Thibon s'attaque directement à la démesure dans le progrès technique. C'est pourquoi, il donne à son meilleur des mondes toutes les apparences d'un vrai paradis sur terre. Son utopie ressemble à celle que le psyhcologue behavioriste B.F. Skinner a présenté dans Walden II. Il place son lecteur devant l'alternative fondamentale. La grande question est posée par l'héroïne de la pièce, Amanda. Elle a mis toute la contrée  des immortels en état de choc en annonçant qu'elle redeviendrait mortelle . On la considère comme malade, de cette maladie d'avoir une âme ayant la nostalgie d'un autre monde. À défaut de réussir à la guérir, on en tire un clone, un copie conforme à tous égards mais sans âme. Elle s'adresse en ces termes à Hélios, l'homme qu'elle aime et qui l'aime: « Choisis. Moi je vais mourir. Je ne veux pas t'entraîner dans cet abîme — néant ou Dieu — dont je ne sais rien, sinon qu'il m'attire et que je le préfère à tout. Celle-là sera tienne éternellement, vous serez heureux de tout ce bonheur que j'ai refusé : aucun Dieu ne lui parlera, aucune mort ne te la prendra. Choisis !»

Vue sous l'angle de cette question, la pièce de Thibon est une métaphore futuriste pour décrire, en la portant à sa limite, une situation contemporaine. Déjà en 1959, le salut avait été remplacé dans les mentalités occidentales par cette  cette longévité que les transhumanistes se proposent d'accroître indéfiniment. La croissance économique d'autre part, laquelle semblait illimitée, incitait les gens à situer leur bonheur dans l'avenir et à s'imaginer immortels sur terre.

Choisis! Cette injonction qui, en 1959,  n'avait de sens et d'importance que pour ceux, déjà très rares, dont la soif d'absolu n'avait pas encore été réduite à rien par l'appétit de consommation, est devenue une obligation politique à laquelle personne n'échappe. Il faut dire oui ou non au transhumanisme. En ce moment, nous disons oui, majoritairement,  par l'enthousiasme ou l'indifférence avec laquelle nous acceptons aussi bien les innovations elles-mêmes que le rythme auquel elles s'opèrent. Cela,  pour durer plus longtemps, mais sans l'ombre d'une réflexion sur les conséquences de notre choix.

***

Voici un résumé de la pièce suivi de citations regroupéés par thèmes: amour, beauté du monde, clonage, Dieu...

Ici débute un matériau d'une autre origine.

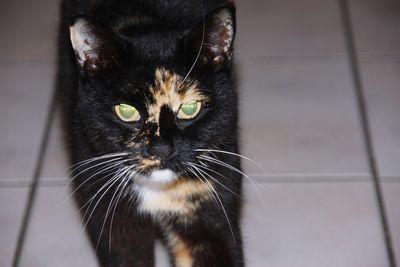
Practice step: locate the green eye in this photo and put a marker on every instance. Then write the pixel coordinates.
(189, 110)
(127, 113)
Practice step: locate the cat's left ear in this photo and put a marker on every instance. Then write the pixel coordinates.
(214, 38)
(93, 44)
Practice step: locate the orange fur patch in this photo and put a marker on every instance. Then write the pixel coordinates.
(176, 197)
(172, 91)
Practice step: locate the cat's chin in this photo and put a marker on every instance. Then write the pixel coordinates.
(157, 179)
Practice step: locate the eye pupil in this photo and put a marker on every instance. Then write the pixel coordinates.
(126, 110)
(189, 108)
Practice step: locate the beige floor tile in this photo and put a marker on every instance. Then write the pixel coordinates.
(24, 99)
(300, 118)
(284, 27)
(12, 208)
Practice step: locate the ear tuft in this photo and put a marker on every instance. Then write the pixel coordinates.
(219, 33)
(92, 44)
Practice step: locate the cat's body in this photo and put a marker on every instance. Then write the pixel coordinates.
(161, 131)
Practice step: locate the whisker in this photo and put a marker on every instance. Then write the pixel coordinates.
(110, 204)
(220, 202)
(109, 184)
(127, 178)
(198, 167)
(224, 164)
(85, 170)
(231, 153)
(103, 169)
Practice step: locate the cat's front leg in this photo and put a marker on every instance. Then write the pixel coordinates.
(121, 238)
(205, 244)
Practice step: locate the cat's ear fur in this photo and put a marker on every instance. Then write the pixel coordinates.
(217, 32)
(93, 44)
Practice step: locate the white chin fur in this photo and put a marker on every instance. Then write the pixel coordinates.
(158, 179)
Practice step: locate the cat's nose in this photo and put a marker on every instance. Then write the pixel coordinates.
(161, 150)
(166, 122)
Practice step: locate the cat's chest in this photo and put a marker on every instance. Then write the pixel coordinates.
(181, 198)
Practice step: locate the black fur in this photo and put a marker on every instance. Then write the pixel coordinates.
(120, 68)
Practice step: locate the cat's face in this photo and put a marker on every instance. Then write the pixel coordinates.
(144, 99)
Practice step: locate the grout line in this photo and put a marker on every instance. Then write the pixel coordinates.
(35, 180)
(363, 112)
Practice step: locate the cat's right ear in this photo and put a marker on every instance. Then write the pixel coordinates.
(93, 45)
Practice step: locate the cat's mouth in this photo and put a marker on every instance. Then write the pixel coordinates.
(156, 179)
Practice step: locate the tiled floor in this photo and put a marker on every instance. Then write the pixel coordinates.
(300, 119)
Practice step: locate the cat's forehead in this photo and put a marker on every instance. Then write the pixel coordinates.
(172, 90)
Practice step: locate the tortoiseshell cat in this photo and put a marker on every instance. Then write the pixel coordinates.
(151, 118)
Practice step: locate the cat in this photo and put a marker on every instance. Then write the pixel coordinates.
(151, 121)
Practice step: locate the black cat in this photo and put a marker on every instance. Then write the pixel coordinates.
(151, 121)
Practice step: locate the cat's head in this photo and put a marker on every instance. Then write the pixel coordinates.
(158, 96)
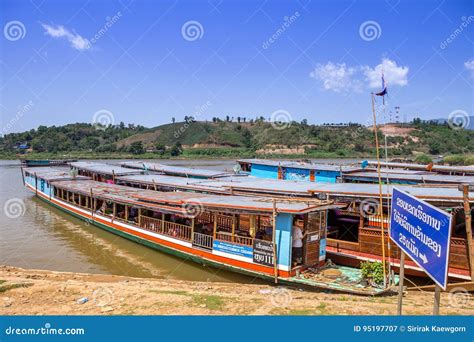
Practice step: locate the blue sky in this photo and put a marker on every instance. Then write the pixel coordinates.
(144, 62)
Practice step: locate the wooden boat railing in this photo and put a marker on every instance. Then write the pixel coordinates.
(223, 221)
(376, 221)
(150, 223)
(242, 240)
(176, 230)
(203, 240)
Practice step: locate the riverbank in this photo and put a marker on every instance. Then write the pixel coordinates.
(40, 292)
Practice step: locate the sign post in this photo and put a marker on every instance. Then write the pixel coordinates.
(423, 232)
(402, 277)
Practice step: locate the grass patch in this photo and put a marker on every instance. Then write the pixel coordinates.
(5, 287)
(178, 292)
(211, 302)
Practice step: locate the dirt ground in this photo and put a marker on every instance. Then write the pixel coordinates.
(38, 292)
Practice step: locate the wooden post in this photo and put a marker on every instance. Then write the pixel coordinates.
(233, 228)
(93, 204)
(275, 258)
(402, 276)
(380, 192)
(437, 300)
(22, 176)
(467, 213)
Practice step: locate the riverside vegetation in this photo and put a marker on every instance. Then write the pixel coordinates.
(417, 141)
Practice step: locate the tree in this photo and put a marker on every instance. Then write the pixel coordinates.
(176, 149)
(160, 148)
(136, 148)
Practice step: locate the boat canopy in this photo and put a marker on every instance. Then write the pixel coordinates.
(176, 170)
(179, 200)
(104, 169)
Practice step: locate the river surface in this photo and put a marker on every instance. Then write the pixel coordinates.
(43, 237)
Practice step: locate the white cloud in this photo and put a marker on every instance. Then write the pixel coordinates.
(339, 77)
(393, 74)
(77, 41)
(469, 65)
(336, 77)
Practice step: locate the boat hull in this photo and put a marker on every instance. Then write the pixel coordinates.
(196, 255)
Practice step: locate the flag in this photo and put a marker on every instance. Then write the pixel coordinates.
(384, 90)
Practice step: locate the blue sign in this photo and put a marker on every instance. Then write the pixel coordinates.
(226, 247)
(423, 232)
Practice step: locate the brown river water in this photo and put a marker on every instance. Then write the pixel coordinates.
(42, 237)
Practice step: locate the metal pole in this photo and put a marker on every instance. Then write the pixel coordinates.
(400, 290)
(275, 262)
(380, 193)
(468, 219)
(437, 300)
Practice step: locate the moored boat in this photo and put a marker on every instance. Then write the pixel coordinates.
(354, 231)
(250, 235)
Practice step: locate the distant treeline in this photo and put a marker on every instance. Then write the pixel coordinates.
(239, 137)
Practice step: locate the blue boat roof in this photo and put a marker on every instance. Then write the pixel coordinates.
(176, 170)
(102, 168)
(301, 165)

Le scandale entre dans le Meilleur des mondes de Huxley sous la forme d'un personnage inconsistant appelé le Sauvage, lequel, victime du masochisme des penitentes, atteint le sommet de sa spiritualité quand, dans une colère sacrée, il apprend à ses concitoyens que leur liberté est illusoire, qu'ils sont en réalité prisonniers de cette drogue, le soma, qu'on leur distribue avec d'autant plus de générosité qu'on en connaît mieux les effets liberticides. C'est sous la forme d'une jeune femme, Amanda, rappelant par son amour à la fois l'Antigone de Sophocle  et la Cordelia de Shakespeare que le scandale entre dans le meilleur des mondes de Thibon.

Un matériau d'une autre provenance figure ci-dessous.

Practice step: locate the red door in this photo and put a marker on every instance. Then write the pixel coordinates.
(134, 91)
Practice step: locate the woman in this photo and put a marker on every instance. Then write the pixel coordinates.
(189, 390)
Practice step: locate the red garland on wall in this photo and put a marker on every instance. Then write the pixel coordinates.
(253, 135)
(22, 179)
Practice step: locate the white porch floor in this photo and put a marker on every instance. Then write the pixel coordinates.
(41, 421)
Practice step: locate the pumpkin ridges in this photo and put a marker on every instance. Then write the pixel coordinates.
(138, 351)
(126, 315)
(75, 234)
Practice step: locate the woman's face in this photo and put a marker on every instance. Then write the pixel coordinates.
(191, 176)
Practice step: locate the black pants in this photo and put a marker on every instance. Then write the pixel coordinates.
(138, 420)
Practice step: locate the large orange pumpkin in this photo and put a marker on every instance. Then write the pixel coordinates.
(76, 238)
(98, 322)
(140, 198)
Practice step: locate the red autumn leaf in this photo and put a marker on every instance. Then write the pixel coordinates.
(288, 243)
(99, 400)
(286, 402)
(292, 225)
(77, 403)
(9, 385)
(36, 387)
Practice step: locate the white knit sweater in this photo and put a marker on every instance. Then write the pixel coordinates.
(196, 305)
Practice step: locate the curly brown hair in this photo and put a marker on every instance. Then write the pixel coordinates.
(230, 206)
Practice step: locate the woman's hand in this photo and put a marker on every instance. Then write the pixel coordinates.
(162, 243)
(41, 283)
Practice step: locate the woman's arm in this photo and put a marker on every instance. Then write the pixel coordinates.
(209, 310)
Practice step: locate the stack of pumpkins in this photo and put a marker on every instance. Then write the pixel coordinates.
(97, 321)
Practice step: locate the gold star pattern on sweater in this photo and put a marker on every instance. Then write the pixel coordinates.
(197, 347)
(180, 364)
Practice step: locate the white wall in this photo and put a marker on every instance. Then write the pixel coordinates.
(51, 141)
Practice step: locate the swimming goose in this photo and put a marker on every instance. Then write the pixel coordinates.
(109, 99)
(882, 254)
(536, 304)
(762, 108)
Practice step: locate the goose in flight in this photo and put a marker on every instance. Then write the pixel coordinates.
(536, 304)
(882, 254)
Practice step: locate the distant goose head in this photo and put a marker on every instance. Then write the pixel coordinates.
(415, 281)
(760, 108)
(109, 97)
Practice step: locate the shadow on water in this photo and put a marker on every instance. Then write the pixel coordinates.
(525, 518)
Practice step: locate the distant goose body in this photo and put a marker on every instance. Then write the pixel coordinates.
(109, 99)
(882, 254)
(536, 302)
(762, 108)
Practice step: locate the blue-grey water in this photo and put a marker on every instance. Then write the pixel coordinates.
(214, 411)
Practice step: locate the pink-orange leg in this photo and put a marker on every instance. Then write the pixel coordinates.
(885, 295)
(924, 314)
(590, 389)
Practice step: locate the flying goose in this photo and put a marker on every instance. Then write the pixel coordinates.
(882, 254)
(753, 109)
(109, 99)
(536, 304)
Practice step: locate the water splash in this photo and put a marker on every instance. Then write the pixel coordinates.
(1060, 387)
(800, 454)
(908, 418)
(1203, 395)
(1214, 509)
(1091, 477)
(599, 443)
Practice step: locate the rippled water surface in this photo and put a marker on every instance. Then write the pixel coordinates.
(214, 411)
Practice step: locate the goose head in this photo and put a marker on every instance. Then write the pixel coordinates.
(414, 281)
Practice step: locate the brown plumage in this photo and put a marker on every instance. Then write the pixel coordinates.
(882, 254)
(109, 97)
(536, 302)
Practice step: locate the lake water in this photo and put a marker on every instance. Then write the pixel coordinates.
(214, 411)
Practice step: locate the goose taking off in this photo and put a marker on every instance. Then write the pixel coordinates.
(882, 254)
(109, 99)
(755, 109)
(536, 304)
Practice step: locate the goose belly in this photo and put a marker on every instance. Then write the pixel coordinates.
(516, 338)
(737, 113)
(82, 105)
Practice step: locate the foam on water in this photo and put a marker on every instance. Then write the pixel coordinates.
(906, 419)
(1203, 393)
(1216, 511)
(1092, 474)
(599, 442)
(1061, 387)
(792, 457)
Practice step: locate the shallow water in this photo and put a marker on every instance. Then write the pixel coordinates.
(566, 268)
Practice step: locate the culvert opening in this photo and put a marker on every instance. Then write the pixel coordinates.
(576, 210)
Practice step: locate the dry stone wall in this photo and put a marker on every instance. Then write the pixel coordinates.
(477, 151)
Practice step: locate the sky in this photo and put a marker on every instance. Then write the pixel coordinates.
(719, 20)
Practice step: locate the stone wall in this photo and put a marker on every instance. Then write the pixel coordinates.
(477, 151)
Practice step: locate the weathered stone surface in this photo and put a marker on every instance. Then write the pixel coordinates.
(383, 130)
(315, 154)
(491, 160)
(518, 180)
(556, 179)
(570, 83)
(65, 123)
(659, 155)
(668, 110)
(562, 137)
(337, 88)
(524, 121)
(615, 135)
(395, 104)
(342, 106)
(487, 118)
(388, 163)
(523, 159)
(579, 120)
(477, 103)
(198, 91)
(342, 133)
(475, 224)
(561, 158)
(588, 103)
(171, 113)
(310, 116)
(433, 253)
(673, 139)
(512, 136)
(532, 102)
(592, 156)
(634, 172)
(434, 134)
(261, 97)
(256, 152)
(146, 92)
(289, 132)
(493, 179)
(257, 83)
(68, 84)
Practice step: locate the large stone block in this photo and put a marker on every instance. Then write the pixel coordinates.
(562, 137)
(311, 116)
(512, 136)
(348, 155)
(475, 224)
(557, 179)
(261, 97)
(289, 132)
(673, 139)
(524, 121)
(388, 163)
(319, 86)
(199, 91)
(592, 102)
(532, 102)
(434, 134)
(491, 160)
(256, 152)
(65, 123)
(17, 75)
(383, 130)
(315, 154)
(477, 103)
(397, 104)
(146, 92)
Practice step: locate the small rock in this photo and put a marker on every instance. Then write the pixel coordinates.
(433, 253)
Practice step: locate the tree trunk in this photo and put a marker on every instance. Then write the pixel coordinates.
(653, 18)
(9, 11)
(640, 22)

La pièce s'ouvre sur un dialogue entre Amanda et sa sœur Stella. La première cueille des fleurs dans son jardin tandis que le seconde évoque les étoiles qu'elle a cueillies lors de son dernier voyage dans l'espace. Enracinement dans un lieu déterminé d'un côté, de l'autre mobilité illimitée dans l'espace. Le ton est ainsi donné.

Amanda aime un certain Hélios d'un amour qui ne saurait s'accomplir que dans la mort, non parce qu'il est morbide mais parce qu'il est si beau que le paradis sur terre qui lui est offert ne peut que le décevoir. Dans ce paradis sur terre, on ne passe pas du même à l'autre, on reste dans le même, c'est la sécurité absolue, mais aussi l'ennui absolu.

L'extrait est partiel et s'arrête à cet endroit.